Reprinted with permission from New York Law Journal, Vol. 253 – No. 108, June 8, 2015 issue.

While the appellate courts have been busy over the past year with a variety of issues, importantly, many of the matters affected the fields of trusts and estates. This month’s column will examine those opinions, addressed to such issues as the scope of discovery proceedings and the statute of limitations, jurisdiction, due execution, and the termination of trusts.

Scope of Discovery

In Matter of Perelman, the Appellate Division, First Department, unanimously reversed an order of the Surrogate’s Court, New York County (Anderson, S.), which, inter alia, denied the respondents’ motion to dismiss the executor’s amended petition to the extent it sought discovery, pursuant to Surrogate’s Court Procedure Act (SCPA) §2103, of the decedent’s ownership interests, if any, in family-owned businesses. The respondents were the corporate entity, Hudson News Company, one of the family-owned businesses, as well as the brother and nephews of the decedent against whom the discovery proceeding was instituted.

The court held that the amended petition, insofar as it sought the foregoing discovery, should have been dismissed on the ground that the executor “failed to demonstrate the existence of any specific personal property or money which belong[ed] to the estate” (citing Matter of Castaldo, 180 AD2d 421 (1st Dept. 1992), or even a reasonable likelihood that such specific property or money might exist.

Significantly, the court noted that, in support of their motion to dismiss, the respondents offered contemporaneous documentary evidence indicating that, in 1990, the decedent had sold her interest in the family-owned Hudson County News Company, for $28,500 cash, and a $200,000 promissory note payable in installments over five years. Following that sale, the record revealed that the decedent had no interest in that entity, or its successors, or in any other family enterprises.
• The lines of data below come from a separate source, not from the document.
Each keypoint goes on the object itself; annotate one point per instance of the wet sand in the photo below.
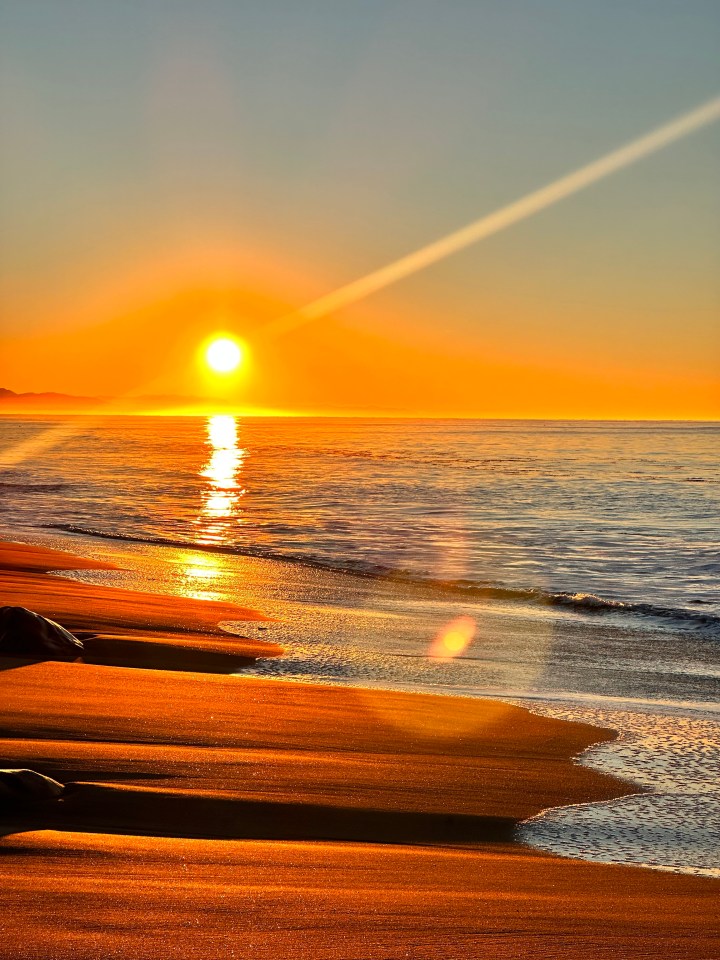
(210, 816)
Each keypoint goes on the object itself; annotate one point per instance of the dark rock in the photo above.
(27, 634)
(28, 785)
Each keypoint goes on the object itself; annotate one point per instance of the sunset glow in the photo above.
(223, 355)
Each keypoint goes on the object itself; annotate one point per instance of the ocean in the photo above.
(569, 566)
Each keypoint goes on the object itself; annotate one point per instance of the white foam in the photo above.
(675, 825)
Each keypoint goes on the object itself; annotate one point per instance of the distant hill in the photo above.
(9, 398)
(12, 402)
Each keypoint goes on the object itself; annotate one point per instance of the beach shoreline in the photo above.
(335, 802)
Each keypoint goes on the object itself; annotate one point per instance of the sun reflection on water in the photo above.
(223, 490)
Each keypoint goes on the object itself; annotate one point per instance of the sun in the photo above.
(223, 355)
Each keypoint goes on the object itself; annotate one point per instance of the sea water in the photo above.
(584, 557)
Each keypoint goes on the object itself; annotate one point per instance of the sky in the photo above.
(171, 169)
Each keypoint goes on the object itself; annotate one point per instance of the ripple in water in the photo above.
(675, 826)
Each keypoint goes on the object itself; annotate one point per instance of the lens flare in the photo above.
(453, 640)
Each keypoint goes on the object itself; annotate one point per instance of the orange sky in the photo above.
(167, 178)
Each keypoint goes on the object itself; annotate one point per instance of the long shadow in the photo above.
(137, 811)
(148, 655)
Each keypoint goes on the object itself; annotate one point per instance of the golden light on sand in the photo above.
(223, 355)
(453, 639)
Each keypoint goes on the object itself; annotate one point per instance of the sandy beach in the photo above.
(208, 815)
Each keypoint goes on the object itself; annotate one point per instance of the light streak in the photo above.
(501, 219)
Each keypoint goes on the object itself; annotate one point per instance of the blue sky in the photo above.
(309, 142)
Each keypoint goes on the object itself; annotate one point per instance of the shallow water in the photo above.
(571, 567)
(674, 753)
(600, 516)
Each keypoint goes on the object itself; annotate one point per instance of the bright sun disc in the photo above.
(223, 355)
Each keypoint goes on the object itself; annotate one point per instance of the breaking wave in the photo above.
(583, 603)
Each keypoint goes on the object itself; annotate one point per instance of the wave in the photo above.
(26, 486)
(584, 603)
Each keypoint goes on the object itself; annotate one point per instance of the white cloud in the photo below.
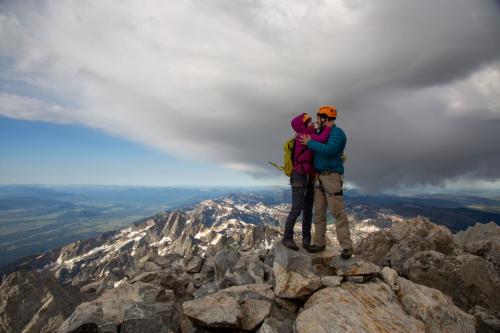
(220, 80)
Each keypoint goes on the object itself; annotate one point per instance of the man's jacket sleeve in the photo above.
(331, 147)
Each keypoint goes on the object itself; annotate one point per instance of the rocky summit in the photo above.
(219, 267)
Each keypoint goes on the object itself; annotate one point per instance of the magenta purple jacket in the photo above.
(303, 157)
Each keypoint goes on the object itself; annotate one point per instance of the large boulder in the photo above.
(469, 279)
(32, 302)
(129, 306)
(488, 320)
(223, 261)
(370, 307)
(237, 308)
(294, 274)
(405, 238)
(434, 308)
(482, 240)
(354, 267)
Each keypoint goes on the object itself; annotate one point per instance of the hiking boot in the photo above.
(289, 243)
(346, 253)
(308, 247)
(314, 248)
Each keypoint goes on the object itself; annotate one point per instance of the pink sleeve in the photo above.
(323, 136)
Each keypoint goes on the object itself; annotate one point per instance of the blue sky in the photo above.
(44, 153)
(183, 92)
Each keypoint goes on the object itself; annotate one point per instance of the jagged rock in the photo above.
(405, 238)
(273, 325)
(294, 274)
(207, 289)
(190, 289)
(356, 278)
(253, 266)
(225, 260)
(93, 289)
(354, 267)
(469, 279)
(240, 307)
(163, 278)
(166, 295)
(488, 321)
(31, 302)
(254, 312)
(390, 277)
(236, 279)
(86, 318)
(482, 240)
(149, 266)
(370, 307)
(198, 280)
(150, 318)
(194, 265)
(128, 306)
(322, 260)
(434, 308)
(331, 281)
(218, 310)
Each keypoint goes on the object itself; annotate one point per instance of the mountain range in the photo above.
(217, 266)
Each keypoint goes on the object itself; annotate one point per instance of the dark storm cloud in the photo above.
(417, 83)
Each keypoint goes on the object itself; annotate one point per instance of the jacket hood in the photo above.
(298, 124)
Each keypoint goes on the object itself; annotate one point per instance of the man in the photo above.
(328, 194)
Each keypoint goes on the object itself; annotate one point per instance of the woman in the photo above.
(302, 181)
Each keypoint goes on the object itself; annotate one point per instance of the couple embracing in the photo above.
(318, 155)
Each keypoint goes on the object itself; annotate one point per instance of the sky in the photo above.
(202, 92)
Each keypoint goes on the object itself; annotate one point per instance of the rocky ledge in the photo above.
(400, 280)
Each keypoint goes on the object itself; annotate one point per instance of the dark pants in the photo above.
(302, 202)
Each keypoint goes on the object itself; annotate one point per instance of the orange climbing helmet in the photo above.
(329, 110)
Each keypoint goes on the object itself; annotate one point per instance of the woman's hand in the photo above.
(305, 139)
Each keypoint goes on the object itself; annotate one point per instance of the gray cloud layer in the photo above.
(417, 83)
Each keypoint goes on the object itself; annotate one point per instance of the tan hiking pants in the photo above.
(329, 195)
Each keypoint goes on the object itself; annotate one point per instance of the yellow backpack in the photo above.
(288, 151)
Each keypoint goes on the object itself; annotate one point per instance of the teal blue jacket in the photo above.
(327, 156)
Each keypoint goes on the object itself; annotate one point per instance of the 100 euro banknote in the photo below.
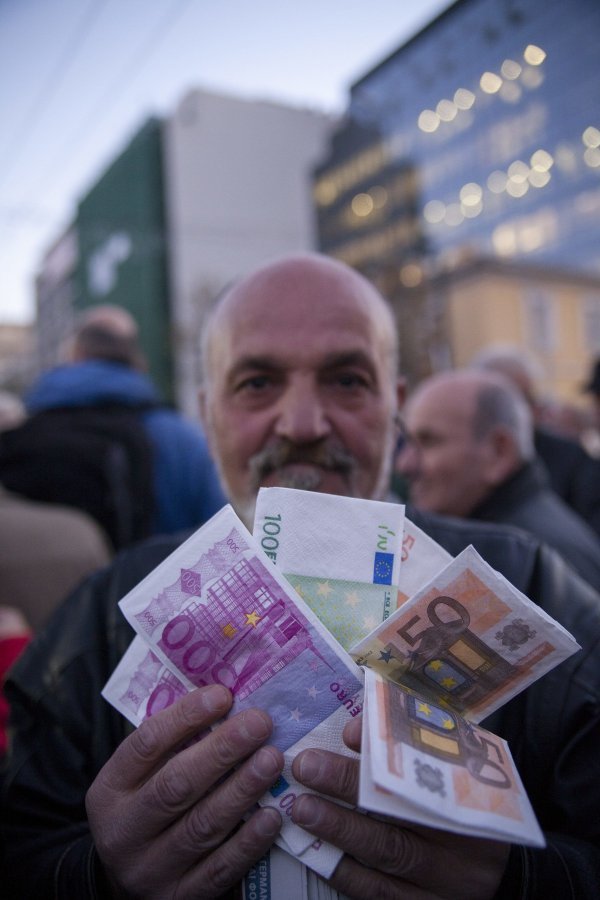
(217, 610)
(426, 764)
(341, 554)
(468, 640)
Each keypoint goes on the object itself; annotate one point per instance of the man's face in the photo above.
(447, 468)
(301, 392)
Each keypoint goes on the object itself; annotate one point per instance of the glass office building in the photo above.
(480, 137)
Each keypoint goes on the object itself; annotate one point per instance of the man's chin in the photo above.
(307, 477)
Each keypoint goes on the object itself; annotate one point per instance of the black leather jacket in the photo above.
(64, 731)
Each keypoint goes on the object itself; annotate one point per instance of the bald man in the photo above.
(470, 453)
(574, 474)
(301, 390)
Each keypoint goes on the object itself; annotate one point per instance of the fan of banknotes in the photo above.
(338, 607)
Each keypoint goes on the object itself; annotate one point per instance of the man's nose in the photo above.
(302, 417)
(407, 458)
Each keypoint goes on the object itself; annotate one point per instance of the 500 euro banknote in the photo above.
(217, 610)
(425, 764)
(468, 640)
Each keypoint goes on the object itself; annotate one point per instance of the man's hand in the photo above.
(389, 859)
(165, 820)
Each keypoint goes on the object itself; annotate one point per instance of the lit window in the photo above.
(362, 205)
(540, 319)
(490, 83)
(434, 211)
(541, 161)
(446, 110)
(510, 69)
(428, 121)
(464, 99)
(591, 322)
(535, 56)
(591, 137)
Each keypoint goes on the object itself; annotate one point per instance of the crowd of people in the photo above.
(300, 389)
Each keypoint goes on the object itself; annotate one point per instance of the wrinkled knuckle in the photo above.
(218, 877)
(144, 741)
(203, 829)
(224, 749)
(347, 780)
(171, 787)
(395, 853)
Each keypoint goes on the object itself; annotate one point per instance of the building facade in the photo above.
(192, 202)
(478, 138)
(238, 177)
In the face of this proof, the court found that the executor had failed to come forward with any evidence suggesting that, aside from a 401(k) account not at issue on the appeal, the decedent may have held any interest in the family businesses after 1990. The court opined that, notwithstanding the executor’s suggestion of the possibility that the decedent may not have been paid in full for her interest in Hudson, his claims that the decedent might have held some interest after the 1990 sale transaction were speculative. Moreover, the court held that any alleged cause of action based on a breach of contract or fraud in connection with the sale transaction would not confer a right to possession of specific personal property or money as required by the provisions of SCPA §2103.

Additionally, although the executor alleged that the respondents converted the decedent’s interest in the family businesses, and that the estate had the right to inquire into any such conversion, the court found that any such cause of action would have accrued long before the decedent’s death in 2007, and thus was barred by the three-year statute of limitations set forth in CPLR 214(3).

Finally, the court concluded that any claim for breach of contract based on the 1990 sale transaction was subject to the six-year statute of limitations for breach of contract, and thus became time-barred in 2001, i.e. six years after 1995, the year in which the last installment payment for decedent’s interest in Hudson was due.

Matter of Perelman, 123 AD3d 436 (1st Dept. 2014), mot. for lv. to app. denied with costs, 2015 NY Slip Op 72200 (2015)

Jurisdiction and Domicile

In Matter of Bonora, the Appellate Division, Second Department, reversed the order of the Surrogate’s Court, Richmond County (Gigante, S.). That court had denied the motion by the Public Administrator of Kings County to revoke the letters of administration issued to the Public Administrator of Richmond County, and granted the motion by the Public Administrator of Richmond County for a judgment declaring the decedent a domiciliary of Richmond County at the time of her death.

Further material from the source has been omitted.